I decided to declare myself independent of all the beliefs I'd been taught, all the prejudices I'd been taught, all the facts that I'd been taught that were bullshit and throw them out the window. I would associate with Blacks if I wanted to; I'd marry a Black woman if I wanted to...and one day here in New York City I was standing at the bar in a predominantly Black discotech in Midtown Manhattan sipping on a Heineken when two women entered the place and one of those women attracted me so magnetically I determined without one hesitation that that woman was the woman of my dreams. The face, the body, the eyes, the hair, the everything was the woman of my dreams. That she was Black I didn't even notice. I didn't. To me she was just a woman.

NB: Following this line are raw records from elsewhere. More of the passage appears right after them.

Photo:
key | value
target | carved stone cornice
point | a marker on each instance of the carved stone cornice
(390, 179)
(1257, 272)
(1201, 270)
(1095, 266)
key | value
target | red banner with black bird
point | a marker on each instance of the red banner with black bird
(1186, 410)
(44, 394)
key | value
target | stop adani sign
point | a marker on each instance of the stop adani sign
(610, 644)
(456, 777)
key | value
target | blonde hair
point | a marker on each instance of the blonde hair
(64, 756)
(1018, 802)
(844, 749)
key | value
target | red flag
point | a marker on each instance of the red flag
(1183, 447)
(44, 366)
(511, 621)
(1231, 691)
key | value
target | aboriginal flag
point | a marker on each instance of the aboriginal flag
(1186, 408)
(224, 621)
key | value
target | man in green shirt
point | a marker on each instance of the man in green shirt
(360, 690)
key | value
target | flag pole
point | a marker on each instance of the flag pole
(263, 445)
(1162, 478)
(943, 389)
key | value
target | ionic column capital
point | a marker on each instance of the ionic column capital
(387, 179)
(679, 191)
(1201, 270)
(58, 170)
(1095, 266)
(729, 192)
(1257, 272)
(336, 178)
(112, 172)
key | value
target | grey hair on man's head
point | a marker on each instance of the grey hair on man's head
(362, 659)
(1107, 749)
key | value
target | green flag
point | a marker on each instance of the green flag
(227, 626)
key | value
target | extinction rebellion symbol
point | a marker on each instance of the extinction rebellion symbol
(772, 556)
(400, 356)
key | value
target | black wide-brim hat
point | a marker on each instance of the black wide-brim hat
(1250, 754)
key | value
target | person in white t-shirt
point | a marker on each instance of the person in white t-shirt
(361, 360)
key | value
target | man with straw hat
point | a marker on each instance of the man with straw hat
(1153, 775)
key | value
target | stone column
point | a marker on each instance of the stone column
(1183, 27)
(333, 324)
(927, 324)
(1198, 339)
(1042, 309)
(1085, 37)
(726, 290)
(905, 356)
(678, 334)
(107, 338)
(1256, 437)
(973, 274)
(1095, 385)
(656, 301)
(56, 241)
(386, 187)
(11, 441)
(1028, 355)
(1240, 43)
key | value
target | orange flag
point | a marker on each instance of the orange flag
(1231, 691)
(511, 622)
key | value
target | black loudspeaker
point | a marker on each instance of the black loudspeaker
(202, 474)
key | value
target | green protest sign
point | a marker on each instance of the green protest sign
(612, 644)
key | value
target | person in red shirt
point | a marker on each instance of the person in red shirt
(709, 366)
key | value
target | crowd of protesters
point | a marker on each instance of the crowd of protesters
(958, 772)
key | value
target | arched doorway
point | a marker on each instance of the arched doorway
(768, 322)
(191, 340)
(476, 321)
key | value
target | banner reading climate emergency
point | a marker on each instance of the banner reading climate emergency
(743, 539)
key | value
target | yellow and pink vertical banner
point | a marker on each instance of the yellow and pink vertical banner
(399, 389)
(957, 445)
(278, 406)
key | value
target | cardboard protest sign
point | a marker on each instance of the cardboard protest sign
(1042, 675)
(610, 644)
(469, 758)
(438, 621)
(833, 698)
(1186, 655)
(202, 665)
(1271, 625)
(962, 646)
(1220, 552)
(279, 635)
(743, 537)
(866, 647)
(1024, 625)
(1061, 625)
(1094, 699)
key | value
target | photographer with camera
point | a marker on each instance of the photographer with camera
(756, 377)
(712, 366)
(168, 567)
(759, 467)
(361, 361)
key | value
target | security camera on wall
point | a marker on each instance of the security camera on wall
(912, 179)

And that is the saddest part of this story. For thirty years I strutted around town with this woman. All my friends Black and White knew of our relationship. My best friend, however, a Black man, warned me that she was dangerous. He rationalized that down deep she hated me because she found herself so attracted to me--he said this, not me. He said she was a bad one and if I kept pursuing her love she'd end up cutting me--cutting me deep, as he put it. I told my friend I knew this woman; I knew she really did love me though we did have an off-and-on-affair, though when we'd get back together...oh well, that's the romantic fool in me. And it's that romantic fool that got self-sure and cocky about how he didn't see people as Black or White, but rather as just people--the same under the skin.

In the end, she was right. And now that she's out of my life, I have to admit my stupid theories were wrong though their intentions were honorable, still they were from a White point of view. And that's what this woman meant about me still being a racist--"Just because you're White." And as she continued, "You White people are all racists and you don't even know it."

So, you see my dilemma! And, you see, I am a stone racist just because I'm White, born into a segregated society, to White parents, brought up on White tales, brought up by White women who I swore didn't have a racist bone in their bodies, though, yes, they still were racists because they still were White and they went right along with the biased and cruel laws of separate-but-equal without a protest. I can now understand how Blacks can never fully trust even the most understanding of White people. I especially notice this in New York City where Blacks and Whites don't really mix as much as you'd think they would at this date in time. I once wrote a story about the Tan people--the new people of the Amalgamated United States--the true Americans, a mixture of White, Black, Asian, Latino, whatever, all melded to form a Tan people. Tan being the perfect color in terms of living on the Earth. That was my Utopia, but like all Utopias, it was only a tall tale trapped inside my romantic head.

thegrowlingwolf
for The Daily Growler

5 comments:

Languagehat said...

Great post. You should write a damn book.

The Daily Growler said...

I've been saying that to you for years--TOUCHE!

The Wolf Man
(as Lon Chaney, Jr.)

Horatio Parker said...

Your biographical posts are always my favorites.

Give Paula a Snickers...

AJTX said...

You are an excellent writer! I thoroughly enjoyed this piece. I am writing on Facebook for the Wills Point Main Street revitalization project and would love to post that Wills Point picture on our page. Would you mind? I'm glad I ran across this!

Alice
texaseden@gmail.com

The Daily Growler said...

Alice,

Thanks for your kind comments--the Wills Point photo is a postcard...it comes off the Internet--Google Images--free for anybody to use.